Il y a également d’autres limites: plus de la moitié de la pupille doit être ouverte pour que l’enregistrement soit fiable. Ainsi, ces lunettes ne conviennent pas, par exemple, en cas de paralysie oculomotrice avec paupière supérieure tombante. «Mais ce n’est pas ce qui nous importe», explique Mathias Abegg. Car ce sont là des cas particuliers. «Notre public cible n’est pas constitué de spécialistes en neuro-ophtalmologie, mais d’ophtalmologues et de neurologues en cabinets.»
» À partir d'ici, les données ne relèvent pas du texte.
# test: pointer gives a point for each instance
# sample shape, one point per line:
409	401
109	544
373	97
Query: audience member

Anja Palmowski reste sur ses réserves: «Je suis très favorable au développement de ce type d’appareils», dit-elle. «Mais 90% d’un examen neuro-ophtalmologique consiste en l’anamnèse. Elle ne peut pas être remplacée.» Mathias Abegg partage son avis: «Nous ne pouvons pas remplacer l’anamnèse, mais nous pouvons raccourcir considérablement la durée d’examen.» L’écho rencontré jusqu’à présent auprès des clients potentiels est «très positif». Son entreprise n’est en effet pas la seule à se lancer sur ce terrain, mais «il n’existe aucun produit qui fasse la même chose que nos lunettes», affirme Mathias Abegg. Si tout se déroule selon nos prévisions, une première version des lunettes de diagnostic devrait être commercialisée début 2024. Naturellement, Mathias Abegg et ses collègues de MachineMD espèrent une percée commerciale. Mais cela ne devrait être possible que si ce que Mathias formule comme une sorte de mission se réalise: «Nous souhaitons rendre les médecins heureux en leur fournissant des données de diagnostic fiables, quantitatives et reproductibles. Nous pourrons ainsi contribuer à un diagnostic plus précoce et plus précis des maladies du cerveau.»